1 Thessalonians 5: 16-18
16 Rejoice always, 17 pray without ceasing,  18 give thanks in all circumstances;
for this is the will of God in Christ Jesus for you
.
Pretty simple and to the point, yet not something I have ever noticed before when reading these verses. "Rejoice always, pray without ceasing, give thanks in all circumstances, for THIS is the will of God in Christ Jesus for you."

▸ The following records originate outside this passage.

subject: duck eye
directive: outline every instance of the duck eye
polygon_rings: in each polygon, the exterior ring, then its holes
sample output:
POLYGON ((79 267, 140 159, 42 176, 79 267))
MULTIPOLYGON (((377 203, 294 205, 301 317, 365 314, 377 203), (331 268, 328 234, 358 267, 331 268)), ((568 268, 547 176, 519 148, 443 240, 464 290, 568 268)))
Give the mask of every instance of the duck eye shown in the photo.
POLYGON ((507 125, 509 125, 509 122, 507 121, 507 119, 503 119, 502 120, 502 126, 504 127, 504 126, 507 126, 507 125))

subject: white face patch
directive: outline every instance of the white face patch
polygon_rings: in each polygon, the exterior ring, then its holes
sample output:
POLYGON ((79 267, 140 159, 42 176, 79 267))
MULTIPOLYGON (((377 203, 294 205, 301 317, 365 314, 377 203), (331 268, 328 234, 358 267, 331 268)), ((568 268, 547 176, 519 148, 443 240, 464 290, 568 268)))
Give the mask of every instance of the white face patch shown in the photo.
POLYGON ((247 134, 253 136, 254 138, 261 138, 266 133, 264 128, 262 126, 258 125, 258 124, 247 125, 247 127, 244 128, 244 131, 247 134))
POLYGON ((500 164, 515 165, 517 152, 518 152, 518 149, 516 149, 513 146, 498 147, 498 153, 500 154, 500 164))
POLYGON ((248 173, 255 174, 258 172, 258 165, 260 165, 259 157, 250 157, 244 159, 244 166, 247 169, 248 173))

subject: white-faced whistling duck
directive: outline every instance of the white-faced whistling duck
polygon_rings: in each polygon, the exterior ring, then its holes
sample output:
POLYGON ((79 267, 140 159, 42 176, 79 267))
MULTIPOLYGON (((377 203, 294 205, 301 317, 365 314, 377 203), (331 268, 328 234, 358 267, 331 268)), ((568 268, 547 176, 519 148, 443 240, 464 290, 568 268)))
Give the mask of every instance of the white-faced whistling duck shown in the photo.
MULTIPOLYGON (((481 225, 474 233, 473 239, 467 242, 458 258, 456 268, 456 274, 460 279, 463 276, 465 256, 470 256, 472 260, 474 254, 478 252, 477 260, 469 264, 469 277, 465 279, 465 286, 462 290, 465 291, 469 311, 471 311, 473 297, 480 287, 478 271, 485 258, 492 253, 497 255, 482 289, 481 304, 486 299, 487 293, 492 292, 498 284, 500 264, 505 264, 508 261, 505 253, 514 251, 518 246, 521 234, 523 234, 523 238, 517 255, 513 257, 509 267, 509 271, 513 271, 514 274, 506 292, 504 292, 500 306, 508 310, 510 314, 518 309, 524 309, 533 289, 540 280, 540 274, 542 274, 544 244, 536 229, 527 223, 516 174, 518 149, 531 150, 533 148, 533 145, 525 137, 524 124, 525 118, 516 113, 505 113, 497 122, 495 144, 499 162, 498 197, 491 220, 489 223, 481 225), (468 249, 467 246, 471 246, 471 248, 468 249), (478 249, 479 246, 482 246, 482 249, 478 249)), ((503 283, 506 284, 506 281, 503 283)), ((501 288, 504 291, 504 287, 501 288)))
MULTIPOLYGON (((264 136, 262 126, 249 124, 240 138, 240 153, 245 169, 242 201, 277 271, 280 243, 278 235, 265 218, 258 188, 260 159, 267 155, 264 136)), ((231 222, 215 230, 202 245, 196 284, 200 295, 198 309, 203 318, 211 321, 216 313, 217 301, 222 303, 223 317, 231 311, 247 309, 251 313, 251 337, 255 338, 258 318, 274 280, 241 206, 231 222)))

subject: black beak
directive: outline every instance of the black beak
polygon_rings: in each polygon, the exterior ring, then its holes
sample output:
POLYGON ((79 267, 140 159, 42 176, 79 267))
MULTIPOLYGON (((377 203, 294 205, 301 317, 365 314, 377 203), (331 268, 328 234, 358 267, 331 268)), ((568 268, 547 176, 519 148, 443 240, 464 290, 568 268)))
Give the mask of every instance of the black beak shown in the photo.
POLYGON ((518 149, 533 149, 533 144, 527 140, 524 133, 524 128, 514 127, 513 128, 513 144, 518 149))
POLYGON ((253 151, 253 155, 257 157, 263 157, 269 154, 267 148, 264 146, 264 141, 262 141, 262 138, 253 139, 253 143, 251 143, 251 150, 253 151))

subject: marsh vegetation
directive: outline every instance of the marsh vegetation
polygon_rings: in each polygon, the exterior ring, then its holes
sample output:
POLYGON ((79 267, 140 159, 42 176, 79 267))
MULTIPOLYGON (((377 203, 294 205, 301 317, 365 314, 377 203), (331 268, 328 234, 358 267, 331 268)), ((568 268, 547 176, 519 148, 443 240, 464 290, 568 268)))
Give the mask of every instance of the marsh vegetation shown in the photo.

Yes, God is sovereign and knows where each of our lives personally will go. He knows what decisions we will make. He knows what choices will change the path of our lives forever. He knows, and He is involved in our life. He has a will for us to individually live in and glorify Him through.
As far as God's will for our Christian life as a whole, it is simple.

God wills us to:
- Rejoice always
- Pray without ceasing
- Give thanks in all circumstances

That is His will for our life.
In my circumstances, I am to find joy, because He has redeemed me.
I am to come to Him with every situation, on my knees and willing to trust Him.
I am to be thankful for every circumstance.
That is His will.

The details of our lives as believers- what job to have, who to marry, where to live- are woven together with these three concepts of rejoicing, praying and giving thanks.
In my life, as I seek God's direction in my decisions,
I must live my life with joy, realizing who God is and how much He loves me. That doesn't mean I will never be sad, disappointed, angry or hurt. It does, however, mean that I must choose to look beyond the negative and into the eyes of my Jesus. I can't miss the point.
I must live my life in prayer, knowing that any decision I do make must be first be done while trusting the Lord with all my heart and leaning not on my own understanding. I must in acknowledge Him in all my ways, and He will direct my paths (Prov. 3:5-6). Constant prayer means constant reliance on God. Reliance on God means surrender.
I must live my live in thanksgiving, understanding that every good and perfect thing comes from the LORD (James 1:17). To be thankful is to live in the will of the LORD. So often we take Him for granted, but He has given us a life incomparable to the life we lived before. Or rather didn't live. We were dead, but thanks to Jesus, we now live! God's will is for us to be thankful to Him for this life, and in our thankfulness, He will reveal the rest. He is faithful.